Two Carmelites, sisters by blood as well as in religious
life, at the Detroit Conference
While I was staying at the Passionist Retreat Center there was a conference of Carmelite nuns going on—a meeting of about a hundred cloistered nuns—mostly the Prioresses (mothers superior) and Formation Directors (novice-mistresses) of various monasteries in the United States and Canada, though I did see some younger nuns with the white veils of novices. It was interesting seeing these women outside their monasteries. They were anything but a somber group. There was much laughter and a strong sense of family. They looked very traditional—almost all in the same habit their predecessors had worn for centuries though a few had modified veils that showed a wisp of hair. They were very serious when it came time for prayer and it was a privilege to attend their Mass each morning. I served the Mass—or rather I served the old priest who celebrated the Mass for them each morning. I was surprised to note that at communion not a single nun received communion on the tongue. Young and old, reverent all, but each nun extended her hands to receive Holy Communion. I mentioned this one day at lunch—I had my meals with them in the retreat dining room—and the nuns at the table all thought for a moment and then began to discuss it. They had never given it much thought, they agreed, it just seemed natural to them. Then one older nun—the prioress of a Carmel on the West Coast—said “Well, why wouldn’t we? The Incarnation is the central mystery of our lives. Holy Mother (Saint Teresa of Avila) says that we should meditate on either the Passion or the Incarnation. When you meditate on the Word Becoming Flesh, you burn with desire to hold the Flesh of the Lord for yourself. In this sacrament, his Flesh becomes our Flesh and our Flesh becomes his. Why should be afraid to touch him? He is our Spouse, the deepest Desire of our being.” I was impressed at her fervor as well as her insight.
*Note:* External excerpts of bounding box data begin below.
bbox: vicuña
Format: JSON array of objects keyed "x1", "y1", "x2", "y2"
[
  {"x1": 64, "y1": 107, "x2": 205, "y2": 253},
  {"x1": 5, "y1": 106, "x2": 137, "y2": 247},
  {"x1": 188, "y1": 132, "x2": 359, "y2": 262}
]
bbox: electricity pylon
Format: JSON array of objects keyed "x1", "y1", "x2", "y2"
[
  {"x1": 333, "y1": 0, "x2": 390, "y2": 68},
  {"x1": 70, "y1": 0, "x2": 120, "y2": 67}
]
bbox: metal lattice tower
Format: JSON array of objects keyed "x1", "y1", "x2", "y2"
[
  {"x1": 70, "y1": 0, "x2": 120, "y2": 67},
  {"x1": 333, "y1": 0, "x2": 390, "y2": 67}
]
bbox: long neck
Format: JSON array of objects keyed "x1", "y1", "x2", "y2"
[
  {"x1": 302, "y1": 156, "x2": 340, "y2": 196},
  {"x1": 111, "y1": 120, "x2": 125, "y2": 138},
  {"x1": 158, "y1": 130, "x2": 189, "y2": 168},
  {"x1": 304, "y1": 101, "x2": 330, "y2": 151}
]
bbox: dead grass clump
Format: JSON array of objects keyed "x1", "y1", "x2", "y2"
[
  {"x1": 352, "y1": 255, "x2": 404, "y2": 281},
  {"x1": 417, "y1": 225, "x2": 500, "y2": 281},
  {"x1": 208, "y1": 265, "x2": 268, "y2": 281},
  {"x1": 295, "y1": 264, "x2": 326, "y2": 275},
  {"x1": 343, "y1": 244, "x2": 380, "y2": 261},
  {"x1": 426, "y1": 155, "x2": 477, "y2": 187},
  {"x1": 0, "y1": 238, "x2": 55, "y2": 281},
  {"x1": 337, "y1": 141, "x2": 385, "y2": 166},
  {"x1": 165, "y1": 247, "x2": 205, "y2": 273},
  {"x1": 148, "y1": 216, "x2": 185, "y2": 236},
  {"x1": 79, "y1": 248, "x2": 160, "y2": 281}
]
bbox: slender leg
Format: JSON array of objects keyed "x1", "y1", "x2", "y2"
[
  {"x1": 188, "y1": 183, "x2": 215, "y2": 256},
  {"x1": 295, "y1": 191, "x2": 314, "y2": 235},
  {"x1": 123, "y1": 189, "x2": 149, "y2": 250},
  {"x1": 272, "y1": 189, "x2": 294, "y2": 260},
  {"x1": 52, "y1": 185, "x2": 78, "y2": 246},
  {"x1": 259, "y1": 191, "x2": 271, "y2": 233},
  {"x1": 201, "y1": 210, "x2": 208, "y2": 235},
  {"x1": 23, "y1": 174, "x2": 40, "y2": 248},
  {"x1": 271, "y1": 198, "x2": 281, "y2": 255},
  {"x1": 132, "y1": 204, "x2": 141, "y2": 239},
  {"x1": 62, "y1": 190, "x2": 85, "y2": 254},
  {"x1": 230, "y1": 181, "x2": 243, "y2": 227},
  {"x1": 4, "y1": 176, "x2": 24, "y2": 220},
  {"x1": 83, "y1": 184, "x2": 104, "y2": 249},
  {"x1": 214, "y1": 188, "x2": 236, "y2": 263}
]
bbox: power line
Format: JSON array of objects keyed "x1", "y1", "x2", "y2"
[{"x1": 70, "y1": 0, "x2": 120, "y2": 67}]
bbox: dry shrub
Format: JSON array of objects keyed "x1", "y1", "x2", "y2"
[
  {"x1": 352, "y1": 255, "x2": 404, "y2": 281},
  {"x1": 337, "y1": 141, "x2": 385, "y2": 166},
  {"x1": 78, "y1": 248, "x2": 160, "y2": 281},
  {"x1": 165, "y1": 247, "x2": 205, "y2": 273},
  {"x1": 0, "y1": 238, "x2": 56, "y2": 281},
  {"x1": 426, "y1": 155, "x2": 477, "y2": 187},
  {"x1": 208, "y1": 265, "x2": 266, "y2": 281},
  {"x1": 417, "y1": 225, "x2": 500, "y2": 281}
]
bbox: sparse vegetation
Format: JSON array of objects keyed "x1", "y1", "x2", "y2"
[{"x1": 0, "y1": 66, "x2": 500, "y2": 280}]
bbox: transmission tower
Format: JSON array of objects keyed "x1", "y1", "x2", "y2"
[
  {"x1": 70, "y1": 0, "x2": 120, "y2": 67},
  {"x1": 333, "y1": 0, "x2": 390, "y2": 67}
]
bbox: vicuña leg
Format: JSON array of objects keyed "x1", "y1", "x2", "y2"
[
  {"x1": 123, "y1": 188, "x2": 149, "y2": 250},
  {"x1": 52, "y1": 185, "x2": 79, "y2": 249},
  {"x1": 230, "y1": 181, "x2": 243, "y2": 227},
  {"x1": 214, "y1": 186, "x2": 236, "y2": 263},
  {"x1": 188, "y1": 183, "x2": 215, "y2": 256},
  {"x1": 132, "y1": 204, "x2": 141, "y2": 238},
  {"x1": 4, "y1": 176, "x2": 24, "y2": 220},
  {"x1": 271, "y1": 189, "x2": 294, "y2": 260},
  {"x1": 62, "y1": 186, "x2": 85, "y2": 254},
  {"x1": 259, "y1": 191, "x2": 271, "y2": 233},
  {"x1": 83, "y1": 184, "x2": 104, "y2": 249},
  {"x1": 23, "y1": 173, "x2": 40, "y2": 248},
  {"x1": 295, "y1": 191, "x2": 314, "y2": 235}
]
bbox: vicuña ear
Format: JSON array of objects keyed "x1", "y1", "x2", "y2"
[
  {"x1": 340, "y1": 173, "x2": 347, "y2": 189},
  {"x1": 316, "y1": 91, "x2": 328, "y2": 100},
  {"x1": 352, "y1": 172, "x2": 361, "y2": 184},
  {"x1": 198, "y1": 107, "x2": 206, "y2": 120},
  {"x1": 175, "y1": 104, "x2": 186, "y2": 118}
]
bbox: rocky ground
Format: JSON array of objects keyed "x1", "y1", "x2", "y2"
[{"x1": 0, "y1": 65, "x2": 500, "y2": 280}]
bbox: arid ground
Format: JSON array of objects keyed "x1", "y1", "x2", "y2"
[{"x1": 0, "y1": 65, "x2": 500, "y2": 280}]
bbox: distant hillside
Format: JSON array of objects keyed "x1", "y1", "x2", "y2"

Several years before while in Minneapolis I had been taken to hear a young priest, a Father Robert Altier, who at the time was something of a seven day wonder. Father Altier drew huge crowds to Saint Agnes Church where he celebrated what at the time was the “indult” mass. A college buddy of mine who had just returned to the Church after three “marriages” (only one of them with a woman if you get my drift) would go only to Saint Agnes. Saint Agnes with the Latin Mass facing the wall represented the Church he had left forty years ago and it was the only Church to which he was willing to go back now that he had religion again. (That is the danger in being a historian: the temptation is to restore the past, a futile effort, rather than build the future on the past.) Father Altier told us in his talk that day—it wasn’t a sermon but a talk in the hall after mass as I recall—that receiving Communion in the hand was “an abomination, a sacrilege” The Blessed Mother, he assured us, had never received Communion in the hand. I almost laughed out loud. She who had changed Jesus’ diaper (I could use a more graphic phrase) was too awestruck to take his flesh in her hand in Holy Communion? Who is this Christ in Whom this young priest believed? Is it the Christ of the Councils of Ephesus and Chalcedon, the Christ whose human nature is preserved intact in the hypostatic union? Or does this Christ have a different sort of human nature than we do? Sure he is “consubstantial” with the Father according to his Divinity. What I wonder if people believe is whether he is “consubstantial” with us regarding his humanity? Here again is Gnosticism lurking behind orthodox piety. It is perfectly all right to receive Communion on the tongue if that your choice, but can we say that it is wrong or sacrilegious to receive Christ in our hands? If so, what is that implying about human nature? What is that saying about material creation? Beneath such “orthodoxy” lurks some very dark beliefs.